In short, from a practical point of view, after a physical exercise, that athlete should immediately start drinking between 1.5 to 2 liters of water in which they have dissolved, for example, 50-70 grams of glucose or maltodextrin /liter. Between 1.5 and 2 hours later, you should take a meal containing, for example, a cold salad to which rice, or cooked potato, or peas is added. Also, a dish that combines meat and rice or mashed potatoes. It is also advisable to include foods such as fruit yogurt, rice pudding, banana, fruit juices, raisins; and the energy drink with the concentration of carbohydrates already described, which will have to continue to be consumed during subsequent hours until a total of 500 to 600 grams of carbohydrates is completed.
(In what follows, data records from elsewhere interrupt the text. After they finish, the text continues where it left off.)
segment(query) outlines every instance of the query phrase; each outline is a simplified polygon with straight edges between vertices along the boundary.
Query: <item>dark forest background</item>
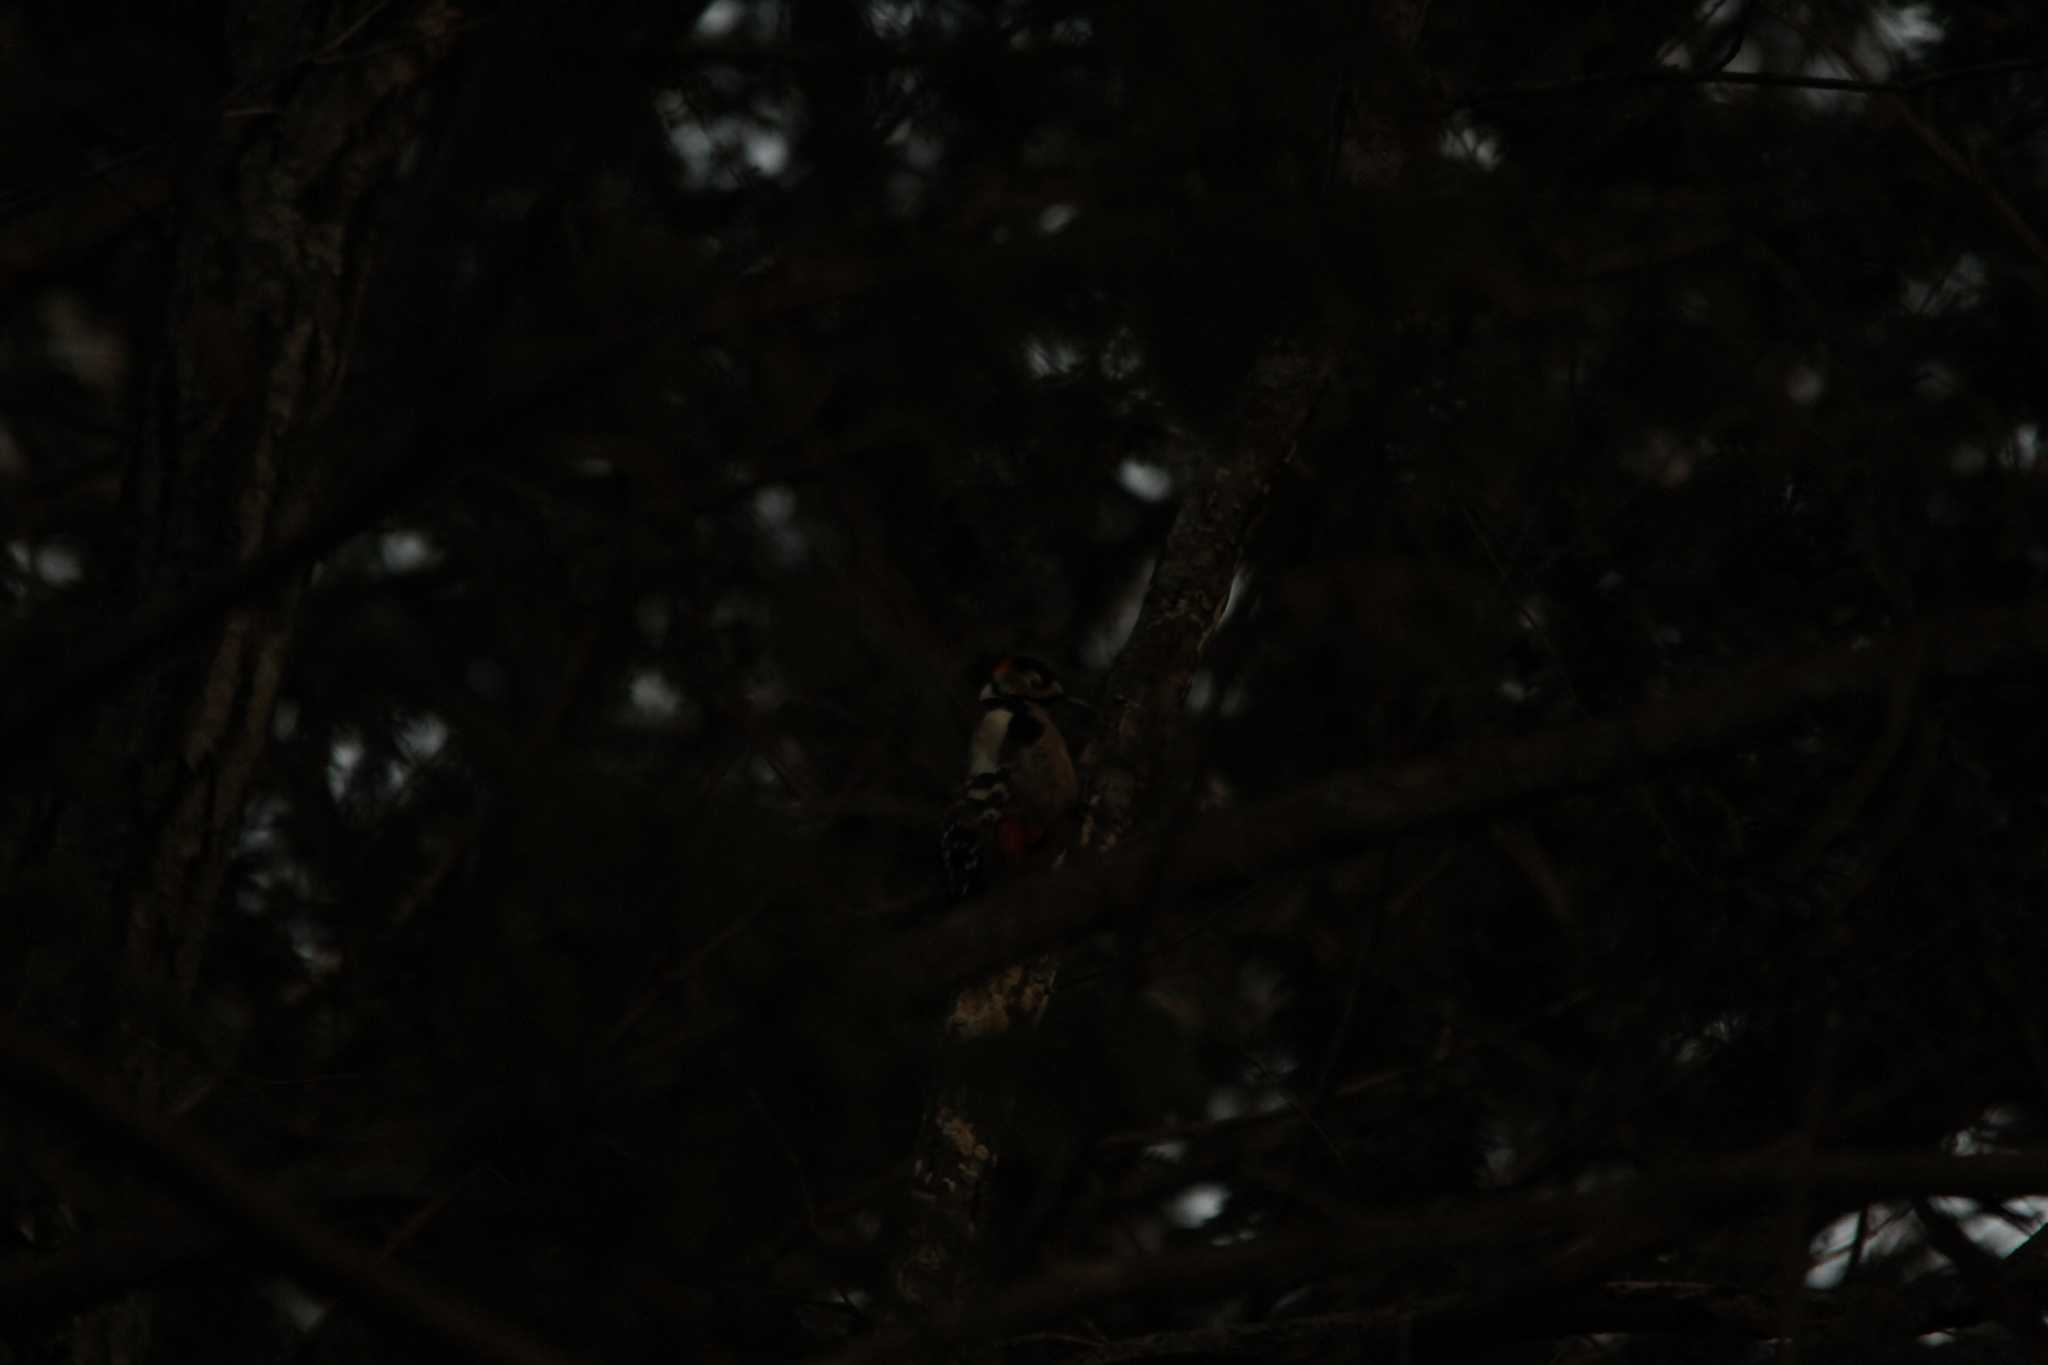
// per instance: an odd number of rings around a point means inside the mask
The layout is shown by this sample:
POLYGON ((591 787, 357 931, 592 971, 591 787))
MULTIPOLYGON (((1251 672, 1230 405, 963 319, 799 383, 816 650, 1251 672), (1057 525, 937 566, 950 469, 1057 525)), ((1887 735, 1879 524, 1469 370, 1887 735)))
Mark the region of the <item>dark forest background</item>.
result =
POLYGON ((2040 1358, 2044 65, 0 11, 0 1360, 2040 1358))

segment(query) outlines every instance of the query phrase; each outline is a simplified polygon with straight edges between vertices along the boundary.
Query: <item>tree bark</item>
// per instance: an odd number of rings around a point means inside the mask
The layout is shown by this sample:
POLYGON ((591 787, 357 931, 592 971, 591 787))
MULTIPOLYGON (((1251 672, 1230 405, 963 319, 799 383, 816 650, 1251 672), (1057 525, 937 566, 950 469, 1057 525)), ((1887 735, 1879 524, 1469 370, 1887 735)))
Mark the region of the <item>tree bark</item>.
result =
MULTIPOLYGON (((1369 46, 1386 69, 1362 73, 1374 88, 1387 72, 1404 88, 1416 83, 1412 53, 1427 13, 1428 0, 1374 6, 1368 24, 1376 41, 1369 46)), ((1346 92, 1337 138, 1339 178, 1353 190, 1390 189, 1408 164, 1415 130, 1352 93, 1346 92)), ((1306 334, 1265 346, 1246 384, 1230 453, 1176 513, 1137 624, 1110 672, 1101 730, 1082 759, 1082 850, 1116 850, 1156 795, 1161 756, 1186 722, 1188 687, 1229 605, 1245 541, 1341 349, 1306 334)), ((962 988, 947 1021, 942 1071, 957 1069, 964 1045, 1034 1028, 1058 976, 1057 955, 1042 953, 962 988)), ((976 1289, 988 1181, 1011 1107, 1000 1082, 954 1076, 942 1080, 920 1127, 909 1250, 898 1263, 896 1289, 924 1312, 957 1311, 976 1289)))
MULTIPOLYGON (((455 19, 427 0, 350 33, 338 7, 310 0, 231 8, 231 93, 174 196, 164 323, 139 348, 127 554, 93 566, 108 604, 159 610, 247 565, 317 506, 329 471, 297 438, 346 382, 382 224, 455 19)), ((23 1015, 85 1042, 146 1109, 174 1107, 180 1077, 137 1002, 176 1010, 199 978, 301 581, 167 644, 17 763, 15 776, 45 780, 18 784, 0 810, 0 857, 17 888, 42 913, 94 924, 117 959, 72 964, 23 1015)), ((79 1193, 44 1189, 28 1201, 43 1207, 12 1211, 49 1228, 79 1193)), ((35 1357, 146 1359, 150 1318, 140 1299, 82 1315, 35 1357)))
MULTIPOLYGON (((1071 1262, 1041 1279, 939 1315, 921 1335, 898 1331, 856 1342, 832 1357, 830 1365, 908 1359, 914 1352, 929 1350, 934 1339, 1000 1337, 1131 1299, 1172 1301, 1205 1293, 1241 1293, 1252 1284, 1300 1284, 1330 1274, 1384 1271, 1447 1256, 1498 1268, 1498 1290, 1483 1298, 1453 1296, 1412 1309, 1347 1315, 1345 1320, 1354 1326, 1372 1324, 1392 1338, 1390 1348, 1405 1340, 1418 1351, 1425 1344, 1425 1331, 1432 1350, 1468 1352, 1580 1332, 1774 1336, 1783 1305, 1772 1296, 1715 1285, 1606 1282, 1600 1277, 1654 1247, 1696 1238, 1702 1228, 1768 1212, 1808 1193, 1837 1203, 1937 1192, 1996 1200, 2040 1188, 2044 1175, 2048 1159, 2037 1153, 1958 1157, 1879 1152, 1808 1162, 1788 1158, 1780 1144, 1647 1176, 1616 1190, 1487 1193, 1400 1215, 1345 1215, 1331 1209, 1321 1224, 1255 1241, 1071 1262)), ((1821 1325, 1843 1320, 1835 1304, 1816 1307, 1816 1316, 1825 1320, 1821 1325)), ((1922 1309, 1931 1320, 1921 1330, 1975 1321, 1987 1307, 1922 1309)), ((1315 1334, 1306 1323, 1274 1324, 1283 1336, 1298 1328, 1315 1334)), ((1160 1354, 1174 1354, 1202 1338, 1174 1333, 1153 1340, 1170 1348, 1160 1354)), ((1230 1345, 1231 1339, 1212 1338, 1210 1344, 1230 1345)), ((1114 1358, 1141 1354, 1145 1352, 1136 1350, 1114 1358)))
POLYGON ((1815 702, 1882 694, 1902 676, 1974 677, 2048 655, 2048 599, 1920 622, 1881 640, 1755 662, 1726 677, 1573 725, 1335 773, 1256 803, 1205 813, 1084 866, 998 887, 863 962, 864 980, 931 987, 1045 952, 1136 904, 1333 849, 1616 781, 1737 743, 1815 702))
MULTIPOLYGON (((1188 683, 1229 603, 1245 538, 1328 368, 1327 352, 1274 348, 1252 376, 1235 448, 1181 504, 1110 674, 1102 734, 1083 758, 1091 793, 1083 849, 1116 847, 1154 786, 1157 755, 1185 723, 1188 683)), ((976 1288, 989 1179, 1013 1107, 1004 1080, 968 1074, 963 1050, 1034 1028, 1058 975, 1058 958, 1044 954, 954 998, 942 1078, 911 1163, 909 1248, 896 1274, 898 1294, 922 1310, 945 1311, 976 1288)))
However, Coyle6 (1992) points out that when for various reasons a person cannot eat and/or drink carbohydrates frequently (every two hours), the last meal should provide the number of carbohydrates equivalent to the period of time that will be without feeding Costill et al.7 (1981) find that glycogen synthesis is similar when two large meals are taken compared to seven smaller meals. However, if a person decides to eat only twice a day, he must be aware that each of them will contain a large amount of food if only foods such as legumes, potatoes, rice, pasta, cereals, etc. are ingested. Therefore, in this case, it is necessary to drink solutions with carbohydrate concentrates.